Less than five streets away, at the Shi'ite mosque that was invaded for the Sunni funeral, there were no Friday prayers. A U.S. tank and half a dozen American soldiers are standing guard outside the mosque, which is also ringed in barbed wire.

Sergeant First Class Richard White says the troops are there around the clock to provide security.

"The only thing we're doing here is basically just making sure this place stays clear," he said. "And it's really nothing in depth to it. Just because of the attack, well I'm not going to say attack, but the people that came in there, we just want to make sure this place is squared away, doesn't get looted. Just making sure they're secure."

But today there are no worshippers.
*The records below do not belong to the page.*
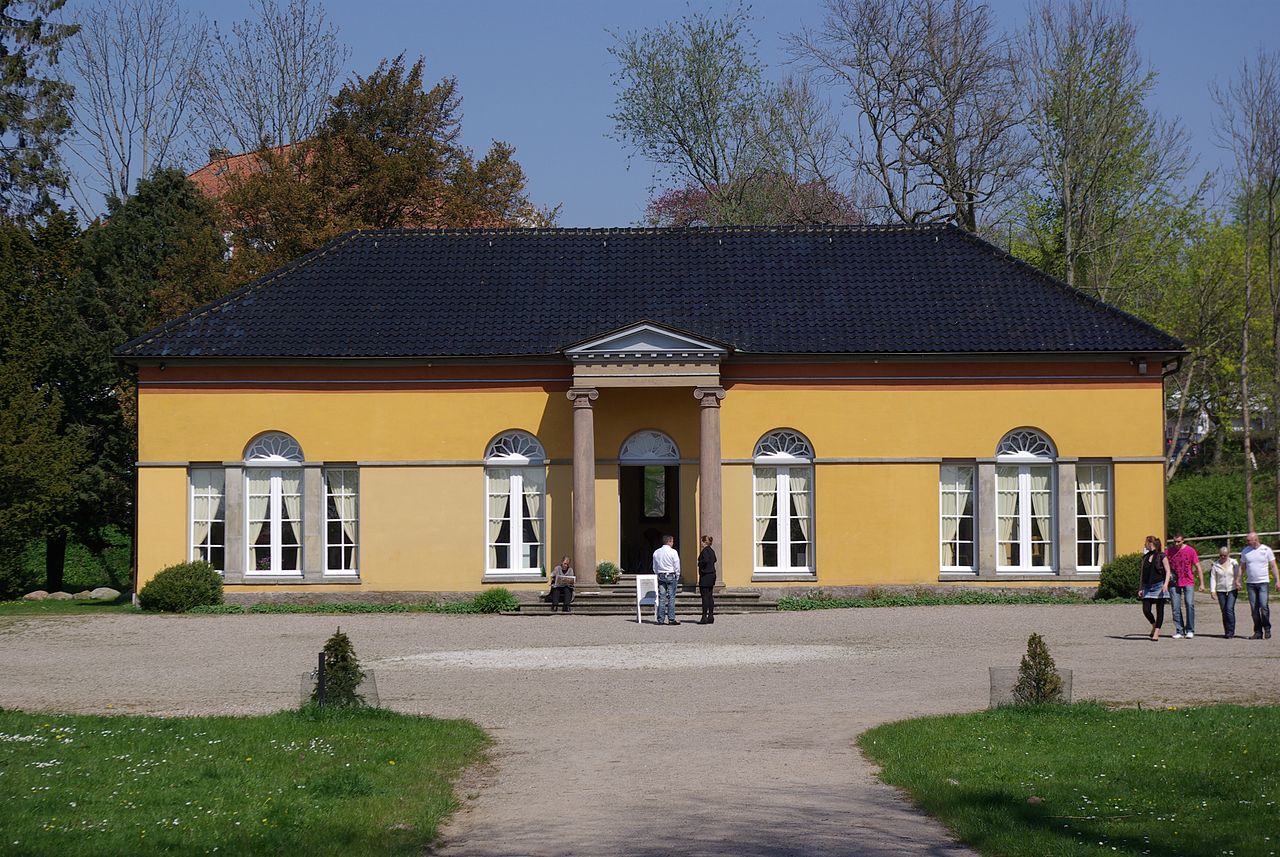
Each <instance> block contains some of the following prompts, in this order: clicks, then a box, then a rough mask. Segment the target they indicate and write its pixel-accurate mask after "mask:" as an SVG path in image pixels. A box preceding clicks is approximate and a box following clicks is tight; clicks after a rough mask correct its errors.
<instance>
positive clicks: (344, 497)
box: [324, 467, 360, 574]
mask: <svg viewBox="0 0 1280 857" xmlns="http://www.w3.org/2000/svg"><path fill="white" fill-rule="evenodd" d="M324 494H325V528H324V531H325V540H324V555H325V560H324V562H325V567H324V570H325V573H326V574H358V573H360V471H358V469H356V468H355V467H326V468H325V471H324Z"/></svg>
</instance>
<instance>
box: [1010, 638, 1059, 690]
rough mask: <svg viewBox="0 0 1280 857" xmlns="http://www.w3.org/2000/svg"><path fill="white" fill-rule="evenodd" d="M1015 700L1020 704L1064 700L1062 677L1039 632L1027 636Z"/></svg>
mask: <svg viewBox="0 0 1280 857" xmlns="http://www.w3.org/2000/svg"><path fill="white" fill-rule="evenodd" d="M1014 701H1015V702H1018V704H1019V705H1044V704H1046V702H1061V701H1062V677H1061V675H1059V674H1057V665H1056V664H1055V663H1053V657H1052V656H1051V655H1050V654H1048V646H1046V645H1044V638H1043V637H1041V636H1039V634H1032V636H1030V637H1028V638H1027V654H1025V655H1023V661H1021V663H1020V664H1019V665H1018V683H1016V684H1014Z"/></svg>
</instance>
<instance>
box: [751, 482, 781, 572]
mask: <svg viewBox="0 0 1280 857" xmlns="http://www.w3.org/2000/svg"><path fill="white" fill-rule="evenodd" d="M777 508H778V471H777V468H773V467H756V468H755V564H756V567H758V568H764V547H763V545H762V542H763V541H764V535H765V532H767V531H768V528H769V523H771V522H773V518H774V515H776V514H777Z"/></svg>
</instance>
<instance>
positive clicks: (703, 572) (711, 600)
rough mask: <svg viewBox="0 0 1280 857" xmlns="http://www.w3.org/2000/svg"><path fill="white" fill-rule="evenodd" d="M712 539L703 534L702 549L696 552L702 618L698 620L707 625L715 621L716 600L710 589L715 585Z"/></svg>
mask: <svg viewBox="0 0 1280 857" xmlns="http://www.w3.org/2000/svg"><path fill="white" fill-rule="evenodd" d="M713 541H714V539H712V537H710V536H703V549H701V550H700V551H699V553H698V592H699V594H700V595H701V596H703V618H701V619H699V620H698V624H700V625H709V624H712V623H714V622H716V600H714V599H713V597H712V590H713V587H714V586H716V551H714V550H712V542H713Z"/></svg>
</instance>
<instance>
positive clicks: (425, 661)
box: [0, 600, 1280, 857]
The Shi'ite imam has taken the unusual step of canceling Friday prayers because he said the congregation would look foolish worshipping while being guarded by Americans.

The general in command of the U.S. Army's 1st Armored Division, which controls Baghdad, has been meeting with local clerics all week in an effort to help defuse the tensions between the two sides.

The situation in the Hurriyah neighborhood is just an indication of the sectarian troubles Iraq is facing at the moment. The Shi'ite majority, who make up 60 percent of the population, were often brutally repressed under Saddam Hussein and previous Sunni leaders. There is still deep resentment between the two sides, and many Sunnis believe this is the beginning of a wave of revenge attacks.

But Sheikh Dabash, the local Sunni leader, says the Shi'ites were not the only ones to suffer under Saddam Hussein. He says Sunnis suffered, too. Indeed, the sheikh himself was imprisoned by the old regime. He believes the attack on the Ahbab al-Mustafa mosque was the work of those who would like to see Iraq torn apart by sectarian violence, and both sides must resist the temptation to respond to their provocation.